Within the last two decades, the
understanding of the mature brain has changed: Neuronal and glial cell
networks in the brain are far from being fixed and immutable – a
multitude of factors such as environmental stimulation, learning,
growth factors, glucocorticoids, sexual hormones, stress, aging, and
several neurotransmitters regulate the generation of new neurons.
Antidepressants stimulate the growth of neurons and glial cells again
so the brain changes that occur as a consequence of stress and
depression are generally reversible.

Today it is widely believed that
neurogenesis in the adult brain is restricted to selected brain regions
such as zones of the hippocampus and the lateral brain ventricles.
However, a growing number of recent studies describe the generation of
new neurons also in the adult neocortex.
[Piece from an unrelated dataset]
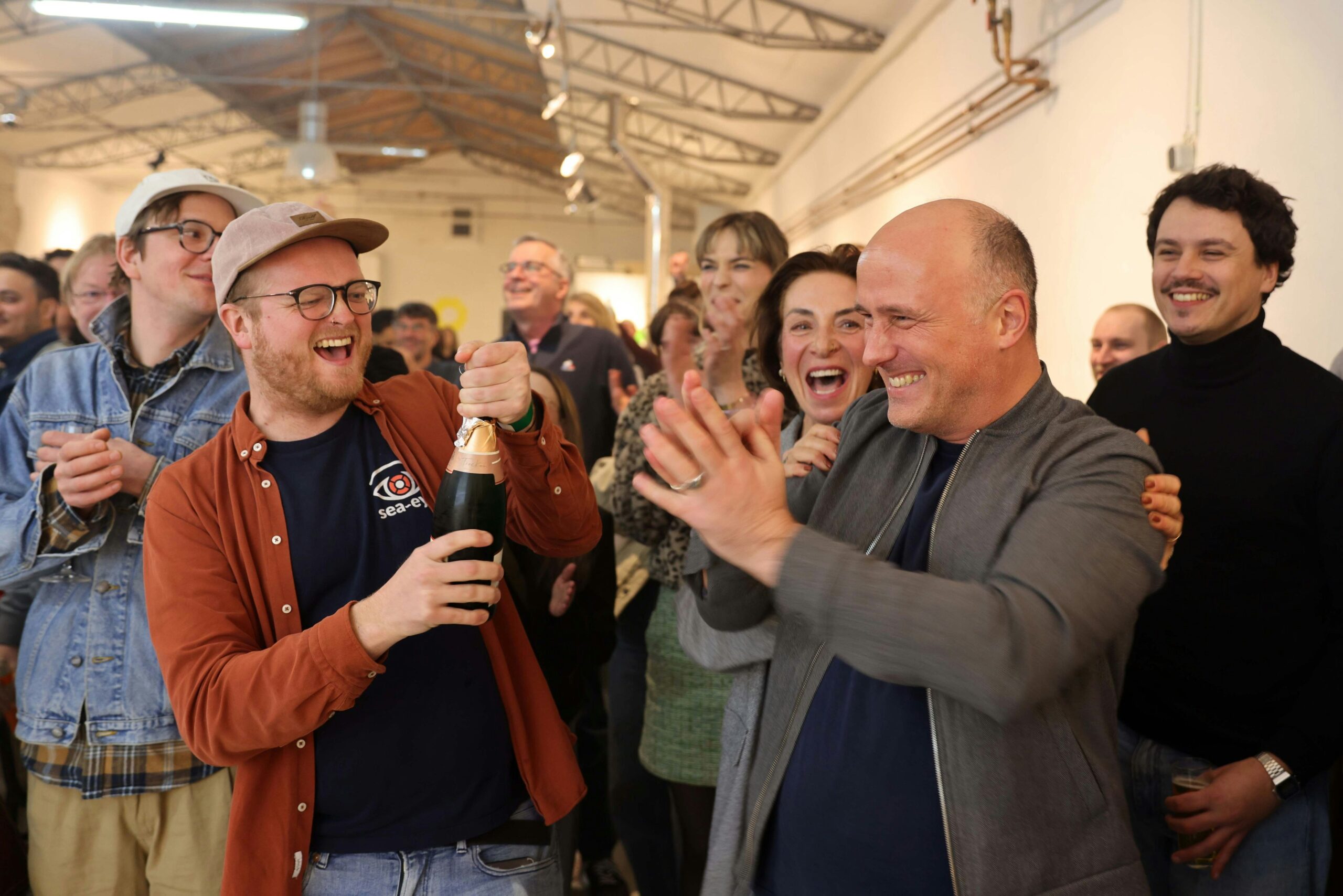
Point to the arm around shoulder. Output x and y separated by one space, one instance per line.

Although small in both number
and size, these new cells could have a significant impact on
neocortical function.

Interrelation between psychiatric
diseases and adult neocortical cytogenesis is suggested by preclinical
studies of stress (inhibiting cytogenesis) and antidepressive treatment
(stimulating cytogenesis), but so far the existence of a causative
relationship remains speculative. Nevertheless these findings should
encourage further studies on neocortical cytogenesis and its function
in affective disorders such as depression, which may provide additional
evidence that impairments of brain neuroplasticity are important
features of depressive disorders.

On the basis of this research it might
be possible to develop new strategies for more effective therapies of
depressive diseases.

These discoveries show that brain cells
can be adversely affected by stress and depression which may lead to a
new approach to antidepressant treatment.